Michelle Simms has not only returned to the Genesis Centre. She is now running the St. John’s startup incubator.
Simms had worked at the Genesis Centre on the Memorial University campus for 14 years, most recently as Vice-President of Programs and Operations. In June, she left to take a position with the Business Development Bank of Canada.
But she soon learned that Genesis CEO Greg Hood had agreed to take a job back in his native Toronto. She was approached and accepted the position of President and CEO of the Genesis Centre. After seven weeks with BDC, she rejoined Genesis last week.
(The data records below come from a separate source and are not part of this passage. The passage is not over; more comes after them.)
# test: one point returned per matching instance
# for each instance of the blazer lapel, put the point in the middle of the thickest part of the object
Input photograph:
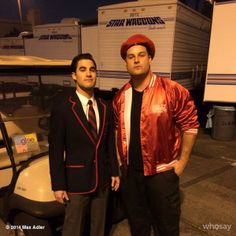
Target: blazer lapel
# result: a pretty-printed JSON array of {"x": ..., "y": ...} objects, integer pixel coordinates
[{"x": 78, "y": 111}]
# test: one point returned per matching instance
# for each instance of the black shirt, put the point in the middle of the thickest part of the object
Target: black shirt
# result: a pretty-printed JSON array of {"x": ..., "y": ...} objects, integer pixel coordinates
[{"x": 135, "y": 154}]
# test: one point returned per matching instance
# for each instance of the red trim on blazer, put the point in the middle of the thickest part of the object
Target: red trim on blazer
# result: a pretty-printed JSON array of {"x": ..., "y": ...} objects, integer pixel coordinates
[
  {"x": 88, "y": 133},
  {"x": 75, "y": 166}
]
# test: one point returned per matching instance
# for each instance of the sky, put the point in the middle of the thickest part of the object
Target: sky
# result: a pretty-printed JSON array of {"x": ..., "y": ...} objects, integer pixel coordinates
[{"x": 54, "y": 10}]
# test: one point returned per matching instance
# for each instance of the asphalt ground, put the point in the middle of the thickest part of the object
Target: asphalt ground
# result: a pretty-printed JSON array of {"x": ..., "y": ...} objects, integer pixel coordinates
[{"x": 208, "y": 191}]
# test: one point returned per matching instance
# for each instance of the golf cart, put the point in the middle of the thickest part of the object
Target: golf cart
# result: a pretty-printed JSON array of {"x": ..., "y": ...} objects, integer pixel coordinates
[{"x": 27, "y": 202}]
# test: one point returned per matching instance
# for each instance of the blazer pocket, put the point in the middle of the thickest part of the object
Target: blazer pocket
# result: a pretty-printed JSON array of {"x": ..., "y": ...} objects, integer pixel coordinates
[{"x": 75, "y": 166}]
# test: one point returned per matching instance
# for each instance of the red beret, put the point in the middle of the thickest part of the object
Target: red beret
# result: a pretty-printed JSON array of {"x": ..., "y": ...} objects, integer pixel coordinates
[{"x": 137, "y": 39}]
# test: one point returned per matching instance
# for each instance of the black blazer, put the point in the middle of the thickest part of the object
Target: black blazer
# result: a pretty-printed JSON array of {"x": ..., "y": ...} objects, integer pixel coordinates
[{"x": 78, "y": 164}]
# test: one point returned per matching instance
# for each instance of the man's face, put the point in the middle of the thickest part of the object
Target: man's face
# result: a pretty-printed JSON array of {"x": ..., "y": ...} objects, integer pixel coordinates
[
  {"x": 137, "y": 60},
  {"x": 85, "y": 75}
]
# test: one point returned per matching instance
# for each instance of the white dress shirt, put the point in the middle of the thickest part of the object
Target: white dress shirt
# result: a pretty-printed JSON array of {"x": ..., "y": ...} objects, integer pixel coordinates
[{"x": 84, "y": 101}]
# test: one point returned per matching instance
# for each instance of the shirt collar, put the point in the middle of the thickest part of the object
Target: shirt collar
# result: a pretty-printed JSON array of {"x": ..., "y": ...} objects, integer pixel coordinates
[{"x": 84, "y": 100}]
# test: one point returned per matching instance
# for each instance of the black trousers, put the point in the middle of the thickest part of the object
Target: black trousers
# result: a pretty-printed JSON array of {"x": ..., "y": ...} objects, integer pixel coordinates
[
  {"x": 152, "y": 201},
  {"x": 80, "y": 207}
]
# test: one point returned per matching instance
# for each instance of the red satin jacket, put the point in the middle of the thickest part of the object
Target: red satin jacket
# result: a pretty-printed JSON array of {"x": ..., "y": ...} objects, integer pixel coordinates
[{"x": 167, "y": 111}]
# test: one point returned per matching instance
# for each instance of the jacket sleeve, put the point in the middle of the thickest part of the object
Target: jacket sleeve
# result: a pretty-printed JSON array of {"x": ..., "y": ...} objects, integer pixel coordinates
[
  {"x": 184, "y": 110},
  {"x": 56, "y": 148},
  {"x": 111, "y": 143}
]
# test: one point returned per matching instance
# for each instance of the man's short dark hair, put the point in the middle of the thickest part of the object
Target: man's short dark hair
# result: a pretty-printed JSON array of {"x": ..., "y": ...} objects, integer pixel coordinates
[{"x": 82, "y": 56}]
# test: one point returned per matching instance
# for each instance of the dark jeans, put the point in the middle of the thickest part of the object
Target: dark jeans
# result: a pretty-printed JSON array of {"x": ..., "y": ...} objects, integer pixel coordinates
[
  {"x": 152, "y": 200},
  {"x": 80, "y": 207}
]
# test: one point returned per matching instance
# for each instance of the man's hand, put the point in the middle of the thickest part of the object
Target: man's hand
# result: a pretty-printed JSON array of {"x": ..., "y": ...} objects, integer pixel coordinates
[
  {"x": 61, "y": 195},
  {"x": 115, "y": 183},
  {"x": 179, "y": 167}
]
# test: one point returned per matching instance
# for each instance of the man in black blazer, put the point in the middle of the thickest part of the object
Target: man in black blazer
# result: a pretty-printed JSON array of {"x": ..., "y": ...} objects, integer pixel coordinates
[{"x": 82, "y": 154}]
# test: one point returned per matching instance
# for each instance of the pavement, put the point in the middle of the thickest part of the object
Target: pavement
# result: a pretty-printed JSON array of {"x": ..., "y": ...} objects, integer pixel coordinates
[{"x": 208, "y": 191}]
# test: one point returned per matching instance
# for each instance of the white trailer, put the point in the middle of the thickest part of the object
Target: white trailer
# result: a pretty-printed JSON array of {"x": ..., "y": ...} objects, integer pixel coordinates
[
  {"x": 61, "y": 40},
  {"x": 221, "y": 70},
  {"x": 180, "y": 34},
  {"x": 11, "y": 46},
  {"x": 55, "y": 41}
]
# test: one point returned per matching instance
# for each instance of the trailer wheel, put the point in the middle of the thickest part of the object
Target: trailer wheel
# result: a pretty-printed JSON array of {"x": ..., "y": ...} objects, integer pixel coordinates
[{"x": 32, "y": 226}]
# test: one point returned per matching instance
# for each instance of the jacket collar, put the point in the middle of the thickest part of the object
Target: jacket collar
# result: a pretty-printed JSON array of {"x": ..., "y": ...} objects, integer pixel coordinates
[{"x": 78, "y": 111}]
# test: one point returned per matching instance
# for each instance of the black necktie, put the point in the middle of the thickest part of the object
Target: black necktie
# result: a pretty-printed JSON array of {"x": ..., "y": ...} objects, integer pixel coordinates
[{"x": 92, "y": 120}]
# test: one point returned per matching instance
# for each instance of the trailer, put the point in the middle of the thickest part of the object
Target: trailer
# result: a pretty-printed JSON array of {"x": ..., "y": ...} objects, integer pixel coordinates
[
  {"x": 220, "y": 83},
  {"x": 181, "y": 36},
  {"x": 11, "y": 46},
  {"x": 61, "y": 41}
]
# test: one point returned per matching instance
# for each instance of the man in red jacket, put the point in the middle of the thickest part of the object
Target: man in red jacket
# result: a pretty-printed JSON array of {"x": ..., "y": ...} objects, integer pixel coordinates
[{"x": 156, "y": 127}]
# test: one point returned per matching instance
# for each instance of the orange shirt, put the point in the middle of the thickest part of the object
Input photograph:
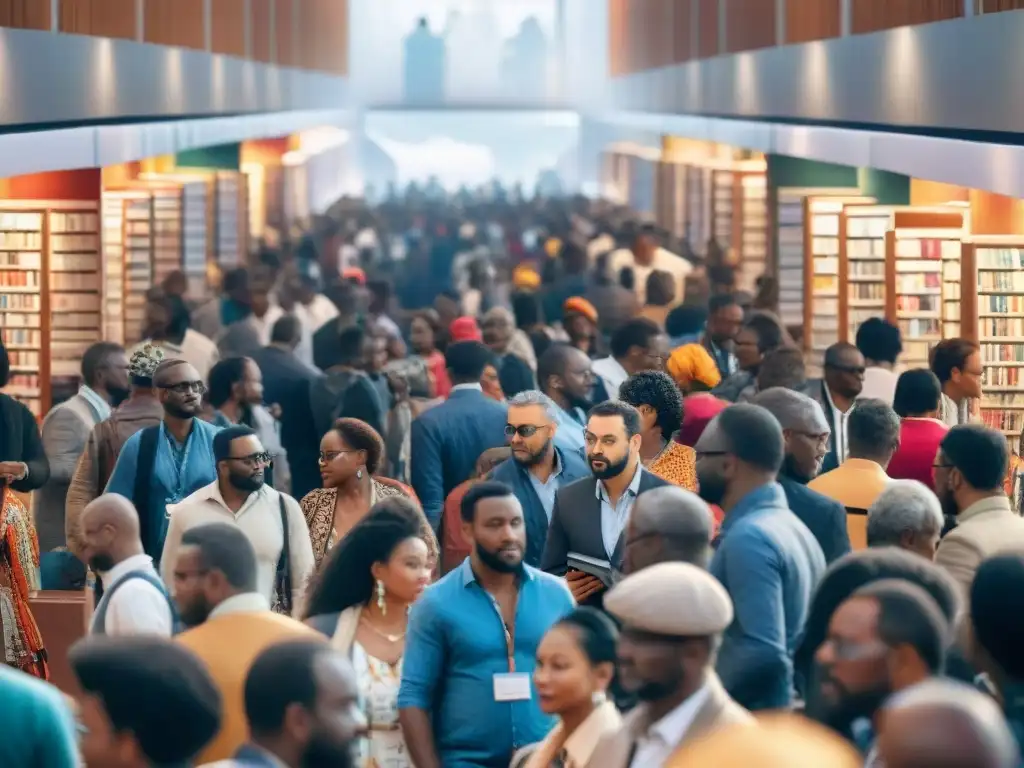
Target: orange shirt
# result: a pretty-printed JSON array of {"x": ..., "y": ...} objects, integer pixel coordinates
[{"x": 855, "y": 484}]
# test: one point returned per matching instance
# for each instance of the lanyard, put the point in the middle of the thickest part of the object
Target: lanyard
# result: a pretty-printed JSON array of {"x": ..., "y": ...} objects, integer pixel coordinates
[{"x": 178, "y": 492}]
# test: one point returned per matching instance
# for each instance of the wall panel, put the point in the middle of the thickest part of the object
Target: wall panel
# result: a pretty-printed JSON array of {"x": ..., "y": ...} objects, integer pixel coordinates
[
  {"x": 812, "y": 19},
  {"x": 26, "y": 14},
  {"x": 873, "y": 15},
  {"x": 750, "y": 25},
  {"x": 260, "y": 30},
  {"x": 227, "y": 18},
  {"x": 175, "y": 23},
  {"x": 98, "y": 17}
]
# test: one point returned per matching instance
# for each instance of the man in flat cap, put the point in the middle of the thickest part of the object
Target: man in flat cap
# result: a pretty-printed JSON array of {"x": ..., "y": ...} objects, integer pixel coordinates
[
  {"x": 673, "y": 615},
  {"x": 807, "y": 438}
]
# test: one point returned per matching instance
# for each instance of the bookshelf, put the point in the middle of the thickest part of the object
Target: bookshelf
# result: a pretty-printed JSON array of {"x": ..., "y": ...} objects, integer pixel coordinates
[
  {"x": 923, "y": 255},
  {"x": 49, "y": 296},
  {"x": 788, "y": 245},
  {"x": 992, "y": 314},
  {"x": 862, "y": 261}
]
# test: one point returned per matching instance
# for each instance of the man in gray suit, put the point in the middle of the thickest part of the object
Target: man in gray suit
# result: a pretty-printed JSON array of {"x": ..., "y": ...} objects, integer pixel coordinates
[{"x": 66, "y": 431}]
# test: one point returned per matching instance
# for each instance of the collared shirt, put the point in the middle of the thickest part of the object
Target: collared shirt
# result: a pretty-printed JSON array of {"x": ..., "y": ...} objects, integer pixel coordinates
[
  {"x": 137, "y": 607},
  {"x": 259, "y": 519},
  {"x": 456, "y": 645},
  {"x": 839, "y": 426},
  {"x": 664, "y": 737},
  {"x": 611, "y": 374},
  {"x": 613, "y": 517},
  {"x": 101, "y": 407},
  {"x": 546, "y": 491}
]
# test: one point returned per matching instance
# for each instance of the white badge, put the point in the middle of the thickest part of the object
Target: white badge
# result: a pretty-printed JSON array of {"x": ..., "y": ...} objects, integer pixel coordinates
[{"x": 512, "y": 686}]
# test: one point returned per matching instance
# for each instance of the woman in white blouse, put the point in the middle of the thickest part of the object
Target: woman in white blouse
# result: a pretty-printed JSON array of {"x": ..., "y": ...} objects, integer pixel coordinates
[
  {"x": 576, "y": 663},
  {"x": 360, "y": 599}
]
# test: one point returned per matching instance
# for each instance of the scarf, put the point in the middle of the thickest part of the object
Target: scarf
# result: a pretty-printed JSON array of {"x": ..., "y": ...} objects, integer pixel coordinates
[{"x": 19, "y": 577}]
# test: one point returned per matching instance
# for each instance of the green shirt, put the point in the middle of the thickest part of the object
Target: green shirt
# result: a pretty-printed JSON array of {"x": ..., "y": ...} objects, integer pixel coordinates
[{"x": 39, "y": 724}]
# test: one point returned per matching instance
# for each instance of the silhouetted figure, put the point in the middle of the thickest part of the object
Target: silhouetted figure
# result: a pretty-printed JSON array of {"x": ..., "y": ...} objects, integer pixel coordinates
[{"x": 423, "y": 77}]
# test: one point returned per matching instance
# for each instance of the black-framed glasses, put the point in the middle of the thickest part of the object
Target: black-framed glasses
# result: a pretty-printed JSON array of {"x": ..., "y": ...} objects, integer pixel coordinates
[
  {"x": 253, "y": 460},
  {"x": 184, "y": 387},
  {"x": 523, "y": 430}
]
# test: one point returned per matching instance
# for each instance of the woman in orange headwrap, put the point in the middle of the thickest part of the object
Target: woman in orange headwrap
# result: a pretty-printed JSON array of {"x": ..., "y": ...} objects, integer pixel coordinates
[{"x": 23, "y": 644}]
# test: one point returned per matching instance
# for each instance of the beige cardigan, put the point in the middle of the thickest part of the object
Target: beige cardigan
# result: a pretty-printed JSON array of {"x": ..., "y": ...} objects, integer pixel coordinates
[{"x": 579, "y": 747}]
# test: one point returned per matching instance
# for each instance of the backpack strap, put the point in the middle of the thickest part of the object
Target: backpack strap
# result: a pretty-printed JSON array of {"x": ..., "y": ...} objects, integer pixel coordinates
[
  {"x": 283, "y": 582},
  {"x": 143, "y": 481},
  {"x": 99, "y": 617}
]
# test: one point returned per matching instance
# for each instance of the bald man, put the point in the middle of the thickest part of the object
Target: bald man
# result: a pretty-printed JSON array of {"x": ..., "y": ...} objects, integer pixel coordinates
[
  {"x": 943, "y": 724},
  {"x": 668, "y": 524},
  {"x": 135, "y": 600}
]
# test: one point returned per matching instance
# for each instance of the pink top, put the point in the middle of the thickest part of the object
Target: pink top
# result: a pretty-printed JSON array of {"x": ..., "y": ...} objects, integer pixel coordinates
[{"x": 919, "y": 442}]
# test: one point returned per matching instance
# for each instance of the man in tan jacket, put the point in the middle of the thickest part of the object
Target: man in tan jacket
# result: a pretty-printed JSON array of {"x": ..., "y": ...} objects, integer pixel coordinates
[
  {"x": 673, "y": 615},
  {"x": 969, "y": 471}
]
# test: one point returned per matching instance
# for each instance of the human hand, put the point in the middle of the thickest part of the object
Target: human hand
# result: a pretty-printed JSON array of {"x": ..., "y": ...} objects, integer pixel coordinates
[{"x": 583, "y": 586}]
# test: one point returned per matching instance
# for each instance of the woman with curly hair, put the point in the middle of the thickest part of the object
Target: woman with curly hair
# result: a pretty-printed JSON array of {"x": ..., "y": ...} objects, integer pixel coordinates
[
  {"x": 350, "y": 454},
  {"x": 657, "y": 398},
  {"x": 360, "y": 600}
]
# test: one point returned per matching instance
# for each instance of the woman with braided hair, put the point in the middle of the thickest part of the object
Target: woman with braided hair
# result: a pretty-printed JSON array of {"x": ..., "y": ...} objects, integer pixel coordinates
[{"x": 360, "y": 599}]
“Being able to come back to the Genesis Centre in this role was a really exciting opportunity to me and one that I couldn’t pass up,” she said in an interview Tuesday. “Being able to put my mark on the Centre would be great, and we have a really incredible team here.”
The appointment of the new CEO is the latest in a wave of changes at the Genesis Centre, which opened in 1993 as an agency to commercialize intellectual property at Memorial. It has evolved into an incubator that offers office space and programming to St. John’s startups. Of the 11 tenants in its offices now, none have grown out of IP developed at the university.
In 2014, David King, who had been with the Genesis organization since its opening, left to take up a teaching position in Qatar. He was replaced by Hood, who Simms said has now found a position in Toronto that allows him to be with his family.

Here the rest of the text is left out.